А за спиной у нее уже виднелась кудрявая голова начальника разведки Дончека Павла Миронова. Зявкин вопросительно посмотрел на начальника.
— Вот же, здесь он, — сказал Миронов, бережно отстраняя девушку. — Да говорю же — срочно!
Николаев примирительно махнул рукой:
— Ну заходи, что там стряслось?
Павел Миронов втиснулся, наконец, всей своей могучей фигурой в кабинет. Был он в штатском пиджаке, гороховых новеньких галифе английского покроя. Крепкие ноги бывалого кавалериста туго схватывали поблескивавшие цветом спелой вишни кожаные краги.
— Посмотри на него, — сказал Николаев, — ни дать ни взять — спекулянт с Сенбаза. Только ты, Миронов, чуб свой постриг бы, что ли, — ведь в приличном обществе приходится бывать.
Но Миронов оставил эти слова без внимания.

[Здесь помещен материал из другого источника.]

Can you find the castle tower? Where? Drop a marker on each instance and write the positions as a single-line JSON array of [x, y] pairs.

— Это что же, — сказал он безо всяких предисловий, — вроде насмешка над нами получается? Встретил я сегодня этого нового сотрудника, думал, действительно товарищ опытный, а это, я не знаю… — Миронов на секунду остановился и решительно сказал: — Хлюст какой-то — и только! К тому же птенец, я его пальцем одним задену…
— А вот это не рекомендую, не задевай, — вдруг перебил его Зявкин. — Себе дороже будет. Тебе самому-то сколько лет?
— Двадцать пять.
— Ну, значит, вы с ним почти годки. Я Лошкарева немного знаю, — сказал Николаев. — Где поселили его?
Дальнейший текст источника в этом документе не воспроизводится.